All together, we have the following enhanced version of the basic Q-Learning algorithm.

1:   initialize $Q$
2:   set the number of episodes $E$
3:   set the maximum number of steps per episode $T$
4:   set the exploration-exploitation probability $p\in[0,1]$
5:   set the short-term long-term reward trade-off $\gamma\in[0,1]$
6:   for $e$ = $1$, $2$, ..., $E$
7:         $k \longleftarrow 1$
8:         select a random initial state $s_1$
9:         while goal state not reached and $k \leq T$
10:             choose a random number $r$ uniformly from the unit interval $[0,1]$
11:             if $r\le p$
12:                     select a valid action $a_k$ at random
13:             else
14:                     select the valid action $a_k$ that maximizes $Q\left(s_{k},\,a_{k}\right)$
15:             end if
16:             record the resulting state $s_{k+1}$ and corresponding reward $r_k$
17:             $Q\left(s_{k},\,a_{k}\right) \longleftarrow r_{k}+\gamma\cdot\underset{i\in\varOmega(s_{k+1})}{\text{maximum}}\,\,Q\left(s_{k+1},\,\alpha_{i}\right)$
18:             $k \longleftarrow k+1$
19:       end while
20: end for

In this notebook we introduced two enhancements that make Q-Learning more efficient.
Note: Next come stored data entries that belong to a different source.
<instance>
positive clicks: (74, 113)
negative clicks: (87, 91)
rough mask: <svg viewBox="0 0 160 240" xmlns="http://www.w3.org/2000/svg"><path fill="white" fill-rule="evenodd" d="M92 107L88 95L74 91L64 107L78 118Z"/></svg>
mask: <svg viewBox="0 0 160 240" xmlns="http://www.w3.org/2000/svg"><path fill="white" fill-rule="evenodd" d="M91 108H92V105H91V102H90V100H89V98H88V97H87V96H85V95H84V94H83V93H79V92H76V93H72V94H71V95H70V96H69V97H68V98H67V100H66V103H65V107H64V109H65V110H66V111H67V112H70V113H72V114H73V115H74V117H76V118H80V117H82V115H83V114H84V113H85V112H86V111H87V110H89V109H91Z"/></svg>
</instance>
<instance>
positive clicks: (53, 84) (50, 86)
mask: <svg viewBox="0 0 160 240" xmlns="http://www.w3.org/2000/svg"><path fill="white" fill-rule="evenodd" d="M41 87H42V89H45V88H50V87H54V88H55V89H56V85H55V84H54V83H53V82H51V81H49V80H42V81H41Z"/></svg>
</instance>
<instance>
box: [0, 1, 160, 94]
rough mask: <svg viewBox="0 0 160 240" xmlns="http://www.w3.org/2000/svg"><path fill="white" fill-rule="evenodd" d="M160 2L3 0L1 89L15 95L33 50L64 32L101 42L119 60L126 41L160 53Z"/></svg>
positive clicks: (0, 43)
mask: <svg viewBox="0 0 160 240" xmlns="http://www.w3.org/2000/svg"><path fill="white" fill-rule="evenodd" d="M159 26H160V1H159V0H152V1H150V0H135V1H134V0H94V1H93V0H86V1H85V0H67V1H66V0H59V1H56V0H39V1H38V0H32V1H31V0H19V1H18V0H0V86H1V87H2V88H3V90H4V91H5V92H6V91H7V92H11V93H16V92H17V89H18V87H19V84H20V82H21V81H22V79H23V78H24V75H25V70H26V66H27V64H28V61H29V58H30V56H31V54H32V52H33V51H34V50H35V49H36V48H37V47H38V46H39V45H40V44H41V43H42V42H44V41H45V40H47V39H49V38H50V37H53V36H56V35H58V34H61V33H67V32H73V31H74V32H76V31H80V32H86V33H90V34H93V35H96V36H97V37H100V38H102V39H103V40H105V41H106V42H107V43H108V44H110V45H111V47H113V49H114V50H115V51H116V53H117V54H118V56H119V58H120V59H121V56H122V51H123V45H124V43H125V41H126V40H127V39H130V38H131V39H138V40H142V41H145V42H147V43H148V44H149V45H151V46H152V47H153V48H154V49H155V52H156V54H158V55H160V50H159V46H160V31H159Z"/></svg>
With these enhancements we managed to run Q-Learning on a large Gidworld maze (with more than 600 states) in a matter of seconds. However, in many RL problems (e.g., chess) the state space is so large that storing and computing with $Q$ becomes extremely challenging. In the next notebook we will discuss the crucial role function approximators (neural networks, trees, and kernels) play in ameliorating this issue, allowing us to extend the Reinforcement paradigm to problems with infinitely large state spaces.